The Corvette independent setup doesn't have any of these issues since the wheel spindles are fully located by the linkage, the hydraulic damper is responsible for all the damping, and the spring only has to be a spring in one direction of movement.

RE: lighter car leaf springs

Stephen (Mechanical) wrote -
"I've seen lots of sheet metal rust out on cars and trucks, but never have seen leaf springs that rusted out. So that's pretty much a cosmetic problem."

A broken spring, whether leaf or coil, almost certainly will show the crack initiated from a badly rusted area.

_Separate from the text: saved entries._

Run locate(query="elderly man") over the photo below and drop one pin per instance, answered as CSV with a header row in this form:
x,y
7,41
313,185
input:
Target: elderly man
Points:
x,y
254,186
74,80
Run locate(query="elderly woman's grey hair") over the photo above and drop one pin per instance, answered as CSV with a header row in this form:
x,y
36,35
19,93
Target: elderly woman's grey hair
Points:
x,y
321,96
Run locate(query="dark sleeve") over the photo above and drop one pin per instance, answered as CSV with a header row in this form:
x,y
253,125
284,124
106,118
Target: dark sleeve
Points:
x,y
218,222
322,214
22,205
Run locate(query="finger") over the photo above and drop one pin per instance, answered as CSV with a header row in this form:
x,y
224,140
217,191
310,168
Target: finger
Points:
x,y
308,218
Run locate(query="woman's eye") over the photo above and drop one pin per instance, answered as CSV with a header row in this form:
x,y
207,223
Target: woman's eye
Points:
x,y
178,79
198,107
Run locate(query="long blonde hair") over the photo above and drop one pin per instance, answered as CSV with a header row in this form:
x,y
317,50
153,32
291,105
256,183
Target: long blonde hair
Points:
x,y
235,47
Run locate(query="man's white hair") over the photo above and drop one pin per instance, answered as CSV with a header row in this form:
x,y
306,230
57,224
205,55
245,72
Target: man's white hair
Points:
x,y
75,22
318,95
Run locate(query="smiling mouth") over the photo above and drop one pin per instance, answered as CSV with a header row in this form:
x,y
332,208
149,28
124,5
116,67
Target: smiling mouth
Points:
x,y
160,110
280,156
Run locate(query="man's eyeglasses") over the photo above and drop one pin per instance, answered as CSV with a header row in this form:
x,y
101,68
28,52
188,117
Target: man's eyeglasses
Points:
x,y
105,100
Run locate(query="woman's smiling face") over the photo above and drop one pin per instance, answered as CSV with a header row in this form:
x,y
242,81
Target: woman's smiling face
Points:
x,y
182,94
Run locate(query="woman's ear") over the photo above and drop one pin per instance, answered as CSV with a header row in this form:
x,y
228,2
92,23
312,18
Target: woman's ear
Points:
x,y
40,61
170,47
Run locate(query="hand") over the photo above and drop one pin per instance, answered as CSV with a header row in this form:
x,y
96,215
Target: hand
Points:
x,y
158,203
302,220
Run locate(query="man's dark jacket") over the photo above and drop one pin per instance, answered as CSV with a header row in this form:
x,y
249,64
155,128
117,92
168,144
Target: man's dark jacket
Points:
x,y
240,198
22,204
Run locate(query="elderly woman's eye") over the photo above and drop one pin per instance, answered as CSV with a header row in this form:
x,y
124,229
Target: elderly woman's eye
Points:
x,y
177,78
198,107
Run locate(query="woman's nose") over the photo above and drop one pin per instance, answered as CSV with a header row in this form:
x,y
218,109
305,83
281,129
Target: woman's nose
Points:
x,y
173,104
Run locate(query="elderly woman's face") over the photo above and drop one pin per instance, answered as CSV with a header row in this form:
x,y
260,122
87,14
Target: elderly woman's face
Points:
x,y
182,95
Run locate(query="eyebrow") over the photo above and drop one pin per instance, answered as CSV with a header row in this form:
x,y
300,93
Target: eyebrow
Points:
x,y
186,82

Up here in Massachusetts the roads are salted pretty aggressively in the winter. Modern car bodies suffer somewhat less than in the old days, probably because there are warrantees requiring no perforation for X miles and Y years.
GM says this "All body and sheet metal components are warranted against rust-through corrosion for a minimum of 6 years/100,000 miles (whichever comes first). "

I think it is significant there is no mention of suspension parts or brake lines or even frames. This is confirmed by A peek under late model US trucks around here that sometimes reveals the body is going to outlast the rust ravaged nether regions. A rusted leaf (or coil) spring is far more vulnerable to fatigue cracks.

RE: lighter car leaf springs

RE leaf springs not rusting to the failure point: There are a lot of owners of boat trailers in salt water service who would disagree with that premise. Even well rinsed after use you are lucky to get much past 3 or 4 years.